Timing, rules, and safety

By Jessie Forbes

The age in which your youngster should be given their own phone is becoming a  topic of debate as digital devices become more of an everyday tool. Regardless of peer pressure, what’s is important to keep in mind, your  child’s needs, abilities and lifestyle.

Consider the pros and cons…
Cellular devices can be incredible resources as well as safety tools but they can also be used to connect with or participate in activities that could be inappropriate and or unsafe.


• Find me: With internal tracking devices and location settings parents now have the ability to trace their child or teen in an emergency.

• Talk to me: Cell phones can be a means of communication between parents and children while they are at school, playdates, and activities.

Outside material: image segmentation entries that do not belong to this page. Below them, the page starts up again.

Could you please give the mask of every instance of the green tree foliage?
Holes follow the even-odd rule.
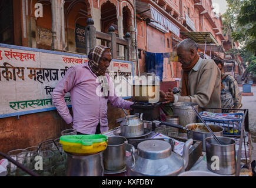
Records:
[[[232,36],[256,55],[256,1],[244,0],[242,2],[237,18],[239,29],[234,31]]]
[[[251,56],[248,59],[249,65],[247,68],[247,70],[252,73],[253,75],[256,76],[256,56]]]
[[[249,63],[247,70],[255,75],[256,0],[226,1],[228,9],[222,17],[224,33],[231,36],[232,49],[230,52],[234,55],[240,53],[244,63]],[[241,49],[234,48],[234,41],[241,45]]]

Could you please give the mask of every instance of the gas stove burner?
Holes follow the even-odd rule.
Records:
[[[157,103],[149,103],[149,102],[135,102],[132,105],[144,105],[144,106],[149,106],[149,105],[160,105],[161,102]]]

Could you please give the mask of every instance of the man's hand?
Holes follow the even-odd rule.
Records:
[[[174,102],[174,95],[171,90],[169,92],[165,93],[162,90],[160,90],[160,102],[164,102],[165,103],[173,103]]]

• Teach me: Directions and assignments are often given usually given online nowadays. Cell Phones and their connection to the Internet  can help a youngster navigate, look up information and provide learning supports such as math help, music lessons, or fast facts.  


• Distract me: Too much screen time, browsing the wrong sites and having conversations with strangers may  expose kids to unnecessary risks or content that is manipulative or harmful. 

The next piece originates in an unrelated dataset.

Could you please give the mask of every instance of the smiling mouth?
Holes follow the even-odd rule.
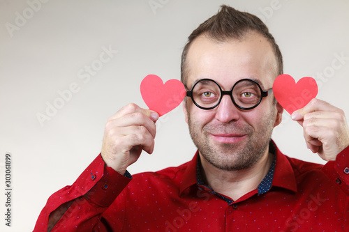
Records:
[[[219,143],[236,144],[247,138],[246,134],[211,134],[214,139]]]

• Keep me Safe: Along with mental health issues that stem from online use, phone access to social media can also subject naive children to online predators and cat-fishers. 

• Of note: Law enforcement experts have stated that over 50% of the victims of sexual exploitation online are between the ages of 12 and 15. 

Beware: Online grooming 

A very common way predators can use popular social media platforms available on youngsters’ cell phones to communicate with them. Simply put: adults will secure a child’s trust with fake photos to create a false online identity. They complement them, send gifts and pretend to share interests. 

What you can do
1) Set boundaries: Be first to offer guidelines as to when, where and how the phone is used: Have a discussion with your child so they understand your concerns and feel comfortable.

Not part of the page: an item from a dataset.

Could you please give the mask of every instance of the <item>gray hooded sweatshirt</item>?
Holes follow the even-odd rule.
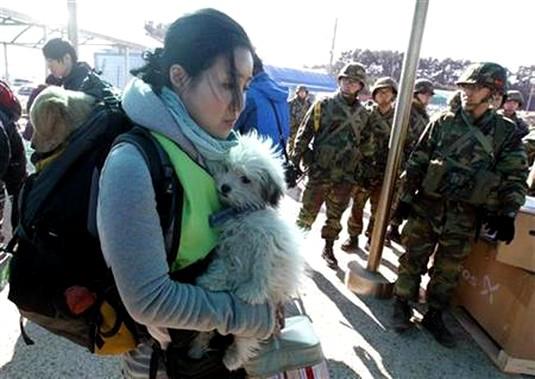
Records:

2) Setting nighttime reminders: Some phones have a setting where all apps will close down at a certain time that can only be turned on again by a parent from their phone.. 

3) Block some things: Just because your child has a phone, doesn’t mean access to everything. Consider blocking some social media apps on your child’s phone that you’re worried about

4) Find a data plan that fits your comfort zone: whether this means finding one with a limited amount of data or a plan that is limited to texting and calling only.